Adjustment of resolution
- The resolution can be set at initialization (must be a multiple of 56):
```
model = RFDETRBase(resolution=560)
```
- The higher the resolution, the better the accuracy, but it will be slower.

Training customized models

RF-DETR supports fine-tuning with its own dataset, but the dataset needs to be in COCO format, containing train,valid cap (a poem) test Three subdirectories.

Preparing the dataset

Example catalog structure:

dataset/
├── train/
│   ├── _annotations.coco.json
│   ├── image1.jpg
│   └── image2.jpg
├── valid/
│   ├── _annotations.coco.json
│   ├── image1.jpg
│   └── image2.jpg
└── test/
├── _annotations.coco.json
├── image1.jpg
└── image2.jpg

COCO format datasets can be generated using the Roboflow platform:

from roboflow import Roboflow
rf = Roboflow(api_key="你的API密钥")
project = rf.workspace("rf-100-vl").project("mahjong-vtacs-mexax-m4vyu-sjtd")
dataset = project.version(2).download("coco")

Start training
- Sample code:
```
from rfdetr import RFDETRBase
model = RFDETRBase()
model.train(dataset_dir="./mahjong-vtacs-mexax-m4vyu-sjtd-2", epochs=10, batch_size=4, grad_accum_steps=4, lr=1e-4)
```
- For training, the recommended total batch size (batch_size * grad_accum_stepsFor example, the A100 GPUs use the batch_size=16, grad_accum_steps=1T4 GPUs batch_size=4, grad_accum_steps=4The

Multi-GPU Training

establish main.py Documentation:

from rfdetr import RFDETRBase
model = RFDETRBase()
model.train(dataset_dir="./dataset", epochs=10, batch_size=4, grad_accum_steps=4, lr=1e-4)

Runs in the terminal:

python -m torch.distributed.launch --nproc_per_node=8 --use_env main.py

commander-in-chief (military) 8 Replace with the number of GPUs you are using.

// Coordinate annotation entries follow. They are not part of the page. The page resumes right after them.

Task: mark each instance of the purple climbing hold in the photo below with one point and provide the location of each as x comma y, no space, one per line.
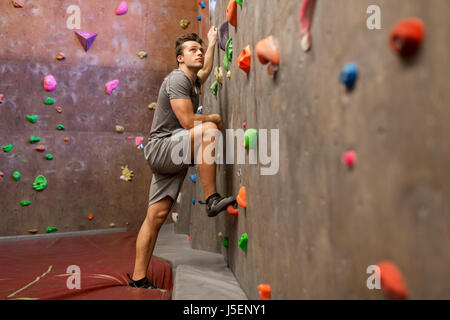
86,39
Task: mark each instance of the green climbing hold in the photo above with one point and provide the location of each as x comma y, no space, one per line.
50,229
229,49
7,148
225,242
34,139
243,242
214,87
49,101
250,138
16,175
40,183
32,119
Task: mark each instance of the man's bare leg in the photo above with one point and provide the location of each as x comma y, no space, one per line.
145,243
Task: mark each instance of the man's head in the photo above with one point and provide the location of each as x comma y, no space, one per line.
189,51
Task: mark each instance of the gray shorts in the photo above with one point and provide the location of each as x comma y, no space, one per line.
168,176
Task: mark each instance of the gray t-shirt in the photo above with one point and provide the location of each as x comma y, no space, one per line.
176,85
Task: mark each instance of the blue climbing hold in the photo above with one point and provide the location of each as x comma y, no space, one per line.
349,74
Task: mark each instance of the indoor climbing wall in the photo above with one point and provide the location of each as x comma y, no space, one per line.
363,175
95,175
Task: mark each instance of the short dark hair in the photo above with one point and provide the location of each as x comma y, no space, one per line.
182,39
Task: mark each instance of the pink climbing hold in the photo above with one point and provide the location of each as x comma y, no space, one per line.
122,8
50,83
111,85
349,158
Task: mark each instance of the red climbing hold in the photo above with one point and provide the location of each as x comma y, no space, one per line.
407,36
232,13
241,199
264,291
267,51
244,59
392,281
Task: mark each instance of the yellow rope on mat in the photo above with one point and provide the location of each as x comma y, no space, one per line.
31,283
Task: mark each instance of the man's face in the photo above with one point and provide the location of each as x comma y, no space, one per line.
193,55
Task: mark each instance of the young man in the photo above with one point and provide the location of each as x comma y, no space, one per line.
175,117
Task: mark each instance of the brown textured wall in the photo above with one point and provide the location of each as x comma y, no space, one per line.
84,175
315,227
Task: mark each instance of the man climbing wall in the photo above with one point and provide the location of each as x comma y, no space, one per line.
176,119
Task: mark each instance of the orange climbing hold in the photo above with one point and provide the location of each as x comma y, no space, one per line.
241,199
407,36
267,51
264,291
232,13
392,281
244,59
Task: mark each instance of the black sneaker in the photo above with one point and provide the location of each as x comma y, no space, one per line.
143,283
215,204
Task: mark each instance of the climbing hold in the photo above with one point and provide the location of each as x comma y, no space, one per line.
40,147
16,175
349,158
32,119
244,59
86,39
349,75
40,183
34,139
184,23
111,85
60,56
218,74
241,199
233,210
232,13
17,4
243,242
127,174
49,101
264,291
223,35
7,148
214,87
142,54
392,282
50,83
267,51
119,129
305,17
51,229
407,36
225,242
250,138
122,8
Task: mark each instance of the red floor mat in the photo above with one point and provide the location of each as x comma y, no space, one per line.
37,269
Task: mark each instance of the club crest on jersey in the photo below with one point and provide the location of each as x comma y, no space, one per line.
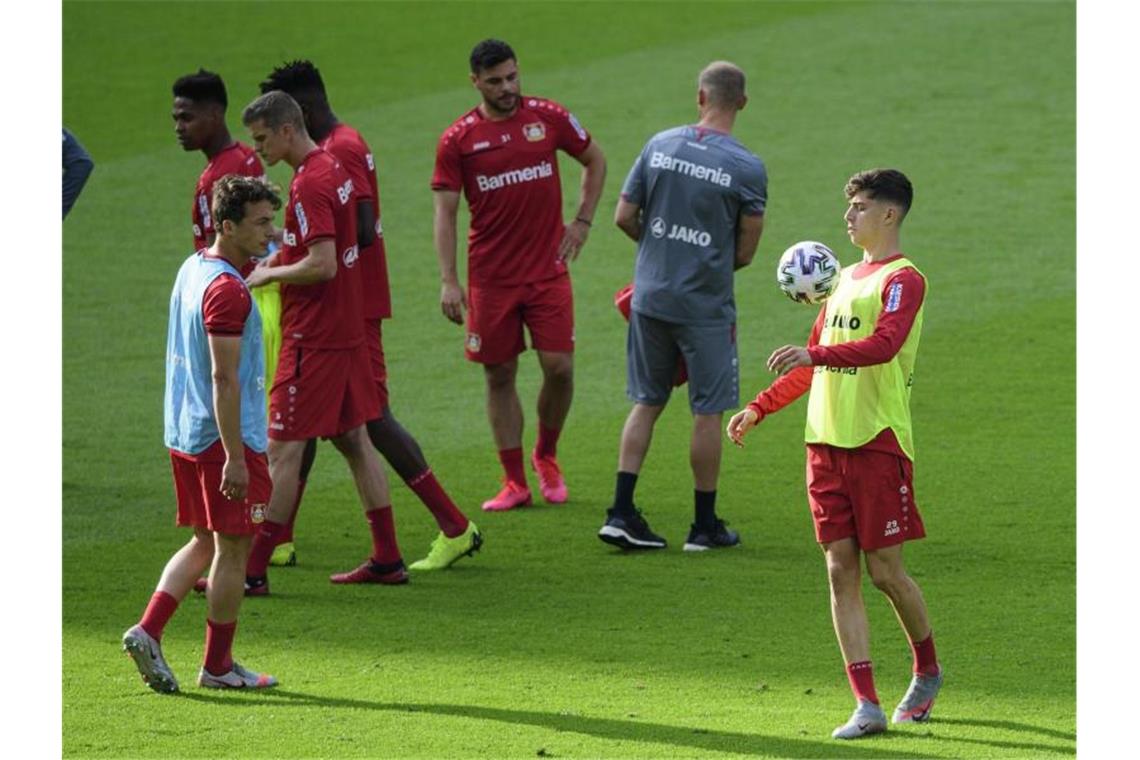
534,132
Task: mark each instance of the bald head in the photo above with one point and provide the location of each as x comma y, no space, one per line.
723,84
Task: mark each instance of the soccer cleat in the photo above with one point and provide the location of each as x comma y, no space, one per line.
919,700
446,552
550,479
253,586
146,652
718,537
868,718
284,555
237,677
629,531
372,572
511,496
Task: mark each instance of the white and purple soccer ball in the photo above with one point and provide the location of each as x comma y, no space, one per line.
808,272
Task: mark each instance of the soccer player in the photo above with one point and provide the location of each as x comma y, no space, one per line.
216,431
502,155
858,366
458,537
323,386
78,166
200,123
694,203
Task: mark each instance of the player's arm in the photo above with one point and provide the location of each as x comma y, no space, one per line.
749,228
627,217
318,266
452,300
593,178
779,394
225,354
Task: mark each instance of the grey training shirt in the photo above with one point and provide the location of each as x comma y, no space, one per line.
692,185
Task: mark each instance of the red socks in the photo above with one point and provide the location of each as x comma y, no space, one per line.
219,646
384,549
926,661
159,612
512,465
286,536
862,680
263,544
547,441
452,522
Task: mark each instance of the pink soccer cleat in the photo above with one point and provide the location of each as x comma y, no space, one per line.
550,479
511,496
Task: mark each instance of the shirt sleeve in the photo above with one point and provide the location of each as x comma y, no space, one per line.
788,387
754,188
448,174
226,305
902,297
78,166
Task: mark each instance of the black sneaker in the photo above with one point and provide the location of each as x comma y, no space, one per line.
718,537
629,530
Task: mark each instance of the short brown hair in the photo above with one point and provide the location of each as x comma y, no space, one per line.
888,185
231,194
274,109
724,83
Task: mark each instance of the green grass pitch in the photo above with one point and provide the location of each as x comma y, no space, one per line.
550,644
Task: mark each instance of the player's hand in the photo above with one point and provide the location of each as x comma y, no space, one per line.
261,275
741,422
452,302
788,358
573,237
235,480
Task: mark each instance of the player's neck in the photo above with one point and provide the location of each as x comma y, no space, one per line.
220,141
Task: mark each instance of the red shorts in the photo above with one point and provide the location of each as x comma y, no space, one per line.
201,504
374,336
496,316
861,493
320,392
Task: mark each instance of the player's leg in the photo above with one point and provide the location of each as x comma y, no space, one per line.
285,552
385,564
651,357
284,470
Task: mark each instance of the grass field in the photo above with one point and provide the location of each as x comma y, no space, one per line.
550,644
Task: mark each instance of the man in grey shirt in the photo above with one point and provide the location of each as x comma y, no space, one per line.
694,203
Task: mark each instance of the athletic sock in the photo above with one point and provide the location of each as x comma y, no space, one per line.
862,680
265,540
382,524
547,441
286,536
624,492
219,647
452,522
705,509
159,611
926,661
512,465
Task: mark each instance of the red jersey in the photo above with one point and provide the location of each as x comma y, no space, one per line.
509,172
903,294
237,158
322,205
348,147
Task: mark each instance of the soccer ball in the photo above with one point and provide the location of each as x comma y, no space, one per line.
808,272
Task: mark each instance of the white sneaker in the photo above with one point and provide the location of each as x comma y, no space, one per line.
868,718
147,655
237,677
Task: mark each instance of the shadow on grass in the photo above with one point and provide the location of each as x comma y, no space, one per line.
607,728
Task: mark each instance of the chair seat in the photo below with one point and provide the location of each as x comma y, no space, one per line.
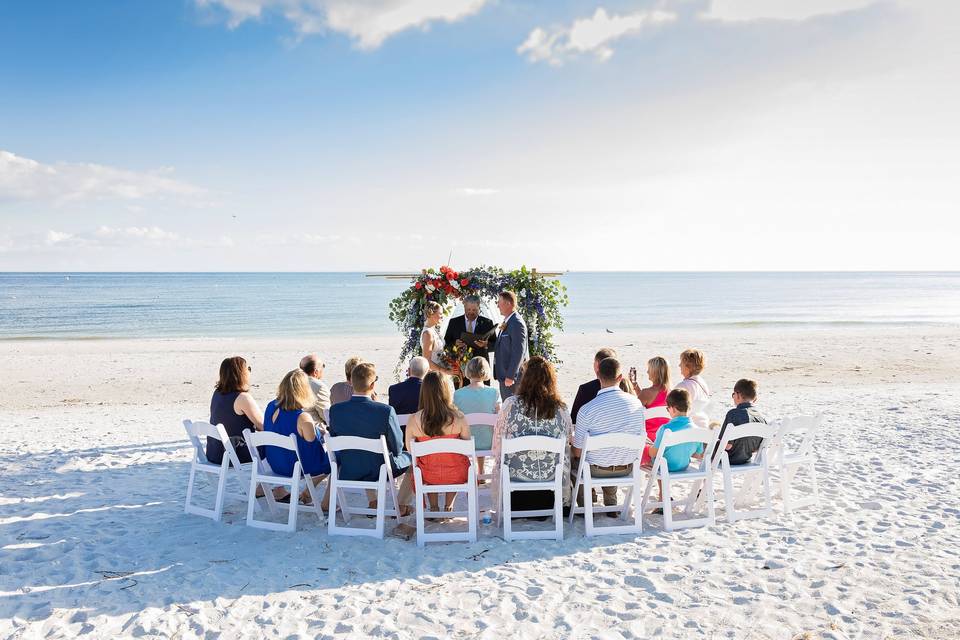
520,485
745,468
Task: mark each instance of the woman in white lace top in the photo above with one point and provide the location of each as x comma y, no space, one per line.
431,342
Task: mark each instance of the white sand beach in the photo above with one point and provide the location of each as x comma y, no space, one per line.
94,541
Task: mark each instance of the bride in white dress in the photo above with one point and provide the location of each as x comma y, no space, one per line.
430,339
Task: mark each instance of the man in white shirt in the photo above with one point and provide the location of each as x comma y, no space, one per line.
612,411
313,366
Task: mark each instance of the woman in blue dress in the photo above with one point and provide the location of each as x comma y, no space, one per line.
288,414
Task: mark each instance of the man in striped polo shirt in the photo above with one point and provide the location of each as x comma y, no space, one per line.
612,411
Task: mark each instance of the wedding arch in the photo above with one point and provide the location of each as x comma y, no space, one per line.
540,297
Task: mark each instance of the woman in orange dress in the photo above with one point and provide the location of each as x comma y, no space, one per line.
438,417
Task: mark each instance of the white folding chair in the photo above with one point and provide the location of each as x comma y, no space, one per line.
701,474
261,474
794,447
508,486
757,470
338,487
636,445
230,467
483,420
472,513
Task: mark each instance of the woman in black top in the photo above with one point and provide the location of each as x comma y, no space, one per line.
234,408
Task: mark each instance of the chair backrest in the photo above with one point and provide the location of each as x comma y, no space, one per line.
532,443
798,433
443,445
481,419
197,429
335,444
748,430
684,436
354,443
615,441
269,438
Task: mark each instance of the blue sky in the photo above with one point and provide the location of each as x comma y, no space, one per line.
380,134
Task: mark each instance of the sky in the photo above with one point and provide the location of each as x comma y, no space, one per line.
359,135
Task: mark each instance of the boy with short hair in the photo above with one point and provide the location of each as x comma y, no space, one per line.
741,450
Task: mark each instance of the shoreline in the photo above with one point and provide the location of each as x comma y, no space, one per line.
168,372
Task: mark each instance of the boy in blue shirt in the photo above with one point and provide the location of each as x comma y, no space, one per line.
678,455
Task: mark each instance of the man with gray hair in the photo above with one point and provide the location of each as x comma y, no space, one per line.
313,366
471,322
404,396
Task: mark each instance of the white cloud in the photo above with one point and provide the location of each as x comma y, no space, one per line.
25,179
589,35
368,22
147,234
745,10
57,237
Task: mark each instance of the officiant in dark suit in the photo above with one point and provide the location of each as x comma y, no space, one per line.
471,322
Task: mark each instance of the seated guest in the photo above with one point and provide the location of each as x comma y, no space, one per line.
692,363
478,397
362,416
343,391
536,410
234,408
678,455
313,366
658,372
588,390
438,417
404,396
289,414
615,410
741,450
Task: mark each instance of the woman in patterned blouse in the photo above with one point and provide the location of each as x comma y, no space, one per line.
535,410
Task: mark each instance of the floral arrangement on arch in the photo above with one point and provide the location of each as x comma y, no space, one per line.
539,301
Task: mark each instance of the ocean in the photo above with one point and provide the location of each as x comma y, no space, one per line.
168,305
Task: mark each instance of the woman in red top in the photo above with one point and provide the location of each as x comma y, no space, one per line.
654,396
438,417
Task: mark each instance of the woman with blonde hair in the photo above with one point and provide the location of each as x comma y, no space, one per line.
234,408
692,363
438,417
477,397
431,342
658,372
536,410
288,414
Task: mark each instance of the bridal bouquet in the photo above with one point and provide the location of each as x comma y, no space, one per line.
456,358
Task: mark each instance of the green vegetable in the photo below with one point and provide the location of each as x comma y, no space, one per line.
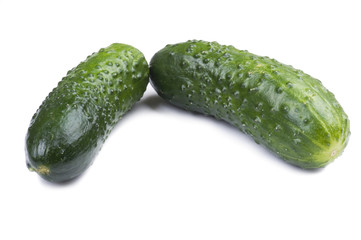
282,108
71,125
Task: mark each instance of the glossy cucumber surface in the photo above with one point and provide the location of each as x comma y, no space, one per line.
72,123
280,107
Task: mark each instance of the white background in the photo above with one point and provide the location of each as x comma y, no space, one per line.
164,173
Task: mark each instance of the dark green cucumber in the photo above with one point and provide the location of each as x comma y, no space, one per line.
71,125
282,108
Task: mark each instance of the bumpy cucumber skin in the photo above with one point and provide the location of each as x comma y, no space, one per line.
74,120
282,108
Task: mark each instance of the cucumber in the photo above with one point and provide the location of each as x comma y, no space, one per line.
282,108
72,123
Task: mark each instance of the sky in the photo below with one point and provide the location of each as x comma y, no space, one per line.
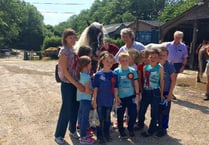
56,11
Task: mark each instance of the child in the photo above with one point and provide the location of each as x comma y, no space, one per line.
141,61
105,89
169,84
134,54
152,91
128,91
207,73
84,67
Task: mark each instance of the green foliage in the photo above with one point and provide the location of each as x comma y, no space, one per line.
114,11
21,25
53,41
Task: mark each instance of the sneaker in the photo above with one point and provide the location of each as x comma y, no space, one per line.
108,138
146,134
101,142
115,124
123,134
89,132
131,133
60,140
87,140
138,127
75,135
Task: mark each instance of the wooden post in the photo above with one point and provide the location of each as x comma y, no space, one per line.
193,45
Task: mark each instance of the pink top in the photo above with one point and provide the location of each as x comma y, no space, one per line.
72,60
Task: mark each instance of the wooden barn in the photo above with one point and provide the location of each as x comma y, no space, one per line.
195,25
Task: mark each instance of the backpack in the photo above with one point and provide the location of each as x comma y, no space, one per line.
57,78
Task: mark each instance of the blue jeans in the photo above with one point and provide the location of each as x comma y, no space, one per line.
104,119
83,116
68,111
151,97
129,103
164,114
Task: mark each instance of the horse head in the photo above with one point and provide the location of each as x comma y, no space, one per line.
95,37
92,37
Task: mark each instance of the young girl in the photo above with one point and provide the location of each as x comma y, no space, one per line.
84,67
128,90
134,54
105,90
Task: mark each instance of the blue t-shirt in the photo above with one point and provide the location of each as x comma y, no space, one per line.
168,70
105,82
84,78
152,77
126,81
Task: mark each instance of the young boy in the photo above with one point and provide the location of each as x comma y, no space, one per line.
169,84
152,91
128,91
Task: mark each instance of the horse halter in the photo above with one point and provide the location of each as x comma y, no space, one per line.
97,42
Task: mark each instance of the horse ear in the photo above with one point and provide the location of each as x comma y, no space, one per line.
88,23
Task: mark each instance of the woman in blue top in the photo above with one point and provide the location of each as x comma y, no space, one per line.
67,70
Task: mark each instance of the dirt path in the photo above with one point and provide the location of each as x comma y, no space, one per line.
30,101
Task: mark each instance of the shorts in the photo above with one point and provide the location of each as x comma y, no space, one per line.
207,69
177,67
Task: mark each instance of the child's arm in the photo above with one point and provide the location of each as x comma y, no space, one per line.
173,83
87,88
95,98
117,99
161,82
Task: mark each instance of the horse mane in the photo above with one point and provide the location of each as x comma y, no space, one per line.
85,36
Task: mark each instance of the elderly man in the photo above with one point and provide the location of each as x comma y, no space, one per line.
128,36
178,53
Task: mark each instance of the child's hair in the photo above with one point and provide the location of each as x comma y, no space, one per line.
122,55
163,49
102,56
142,54
83,62
133,53
84,50
154,51
66,33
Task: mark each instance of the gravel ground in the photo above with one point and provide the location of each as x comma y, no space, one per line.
30,102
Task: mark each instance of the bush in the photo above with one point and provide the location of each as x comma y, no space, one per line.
53,41
52,52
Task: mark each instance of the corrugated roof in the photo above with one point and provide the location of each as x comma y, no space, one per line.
113,27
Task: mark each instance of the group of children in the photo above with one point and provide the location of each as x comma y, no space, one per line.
141,79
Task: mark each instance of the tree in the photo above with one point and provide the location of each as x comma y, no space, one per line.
32,29
174,9
21,25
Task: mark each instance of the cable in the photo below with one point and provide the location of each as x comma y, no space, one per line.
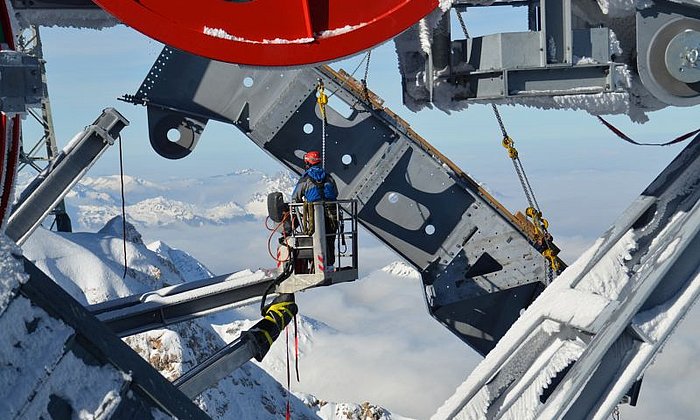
626,138
121,178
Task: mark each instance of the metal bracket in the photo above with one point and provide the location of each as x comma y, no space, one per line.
20,82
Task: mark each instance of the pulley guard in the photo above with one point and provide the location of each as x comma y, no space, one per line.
269,32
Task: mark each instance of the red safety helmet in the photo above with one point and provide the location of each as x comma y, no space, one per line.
312,157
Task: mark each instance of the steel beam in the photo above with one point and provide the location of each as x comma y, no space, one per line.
170,305
479,265
51,186
589,337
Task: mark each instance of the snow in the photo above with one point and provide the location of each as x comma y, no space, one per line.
249,392
192,202
221,33
11,269
65,18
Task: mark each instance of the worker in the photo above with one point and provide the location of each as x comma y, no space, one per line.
318,185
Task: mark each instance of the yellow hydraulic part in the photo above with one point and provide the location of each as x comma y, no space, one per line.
541,224
276,318
308,221
322,99
551,256
508,143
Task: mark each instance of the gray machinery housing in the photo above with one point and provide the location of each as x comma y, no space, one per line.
479,266
572,48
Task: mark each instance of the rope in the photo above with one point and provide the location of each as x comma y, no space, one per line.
462,24
296,347
272,234
288,412
624,137
616,413
121,179
322,101
351,74
365,91
533,211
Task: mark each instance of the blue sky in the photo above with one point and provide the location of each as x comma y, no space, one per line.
574,163
583,176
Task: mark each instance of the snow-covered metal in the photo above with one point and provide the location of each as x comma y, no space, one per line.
60,362
605,58
51,185
269,32
170,305
409,195
577,351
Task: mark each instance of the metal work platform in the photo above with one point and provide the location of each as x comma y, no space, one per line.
588,339
409,195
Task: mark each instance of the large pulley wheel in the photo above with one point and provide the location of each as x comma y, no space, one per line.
672,63
270,32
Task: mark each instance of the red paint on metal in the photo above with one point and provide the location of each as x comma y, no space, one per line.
10,159
9,136
270,32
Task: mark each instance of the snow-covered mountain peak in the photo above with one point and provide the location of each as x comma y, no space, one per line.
113,183
217,200
117,228
187,265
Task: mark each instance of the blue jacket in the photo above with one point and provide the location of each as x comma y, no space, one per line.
315,185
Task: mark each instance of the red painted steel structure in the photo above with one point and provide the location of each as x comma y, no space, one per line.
9,132
270,32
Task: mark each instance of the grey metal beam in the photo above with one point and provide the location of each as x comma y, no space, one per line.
579,349
217,367
147,391
50,187
479,266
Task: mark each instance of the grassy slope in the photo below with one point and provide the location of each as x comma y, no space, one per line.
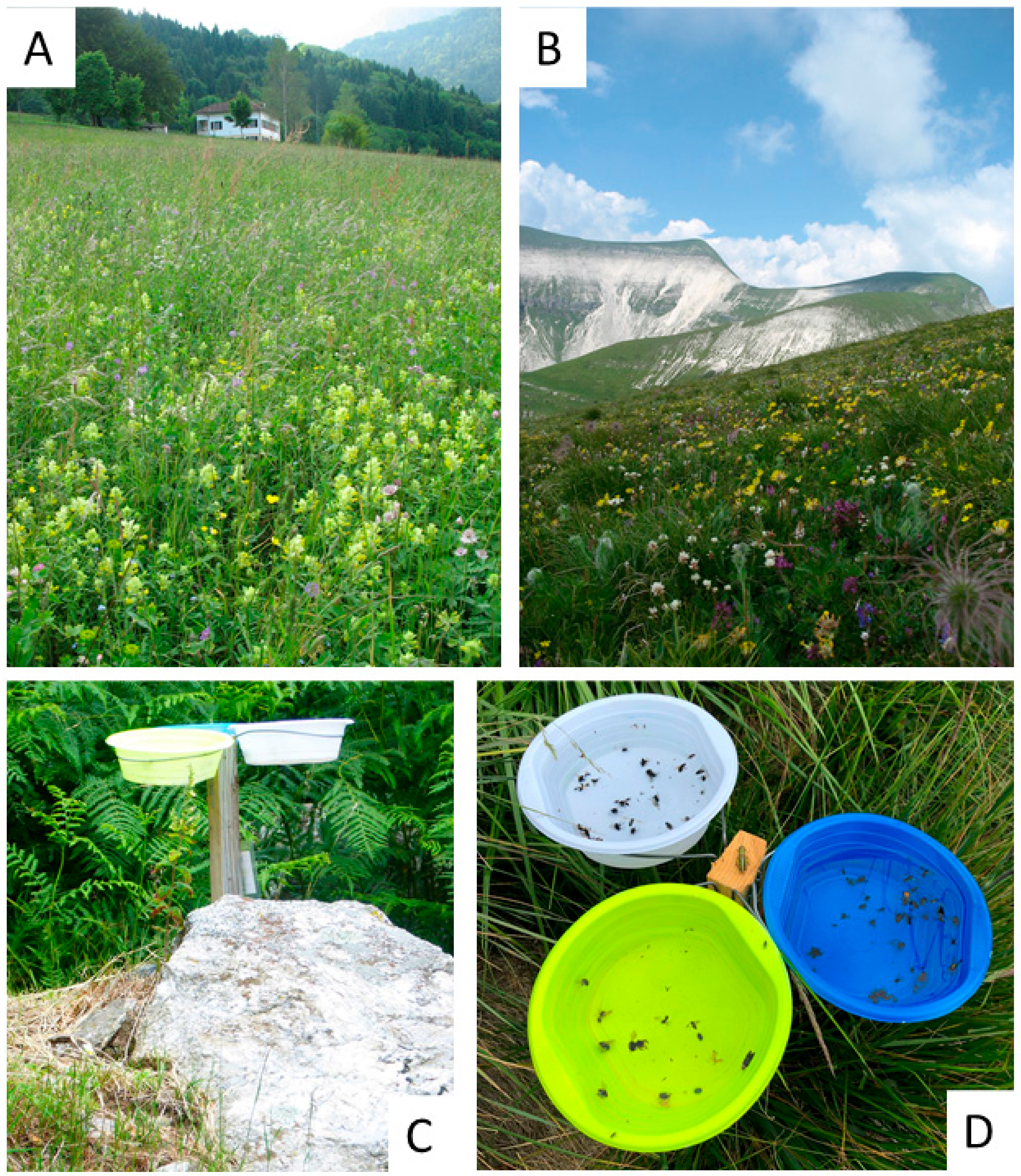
938,755
612,372
851,466
221,355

Note the adjustment batch_size to keep the total batch size stable.

Load training results
- Two weight files are generated after training: regular weights and EMA weights (more stable). Loading method:
```
model = RFDETRBase(pretrain_weights="./output/model_ema.pt")
detections = model.predict("image.jpg")
```

ONNX Export

Export to ONNX format for easy deployment on other platforms:

from rfdetr import RFDETRBase
model = RFDETRBase()
model.export()

The exported file is saved in the output Directory for optimized reasoning for edge devices.

application scenario

automatic driving
RF-DETR detects vehicles and pedestrians on the road in real time. Its low latency and high accuracy are suitable for embedded systems.
industrial quality control
RF-DETR quickly identifies part defects on factory assembly lines. The model is lightweight and can be run directly on the equipment.
video surveillance
RF-DETR processes surveillance video to detect abnormal objects or behavior in real time. It supports video streaming and is suitable for 24/7 security.

QA

What dataset formats are supported?
Only the COCO format is supported. The dataset needs to contain train,valid cap (a poem) test subdirectories, each with a corresponding _annotations.coco.json Documentation.
How to get Roboflow API key?
Log in to https://app.roboflow.com, find the API key in your account settings, copy it and set it to the environment variable ROBOFLOW_API_KEYThe
How long does the training take?
Depends on hardware and dataset size. On a T4 GPU, 10 epochs might take a couple hours. Smaller datasets can be run on a CPU, but it's slow.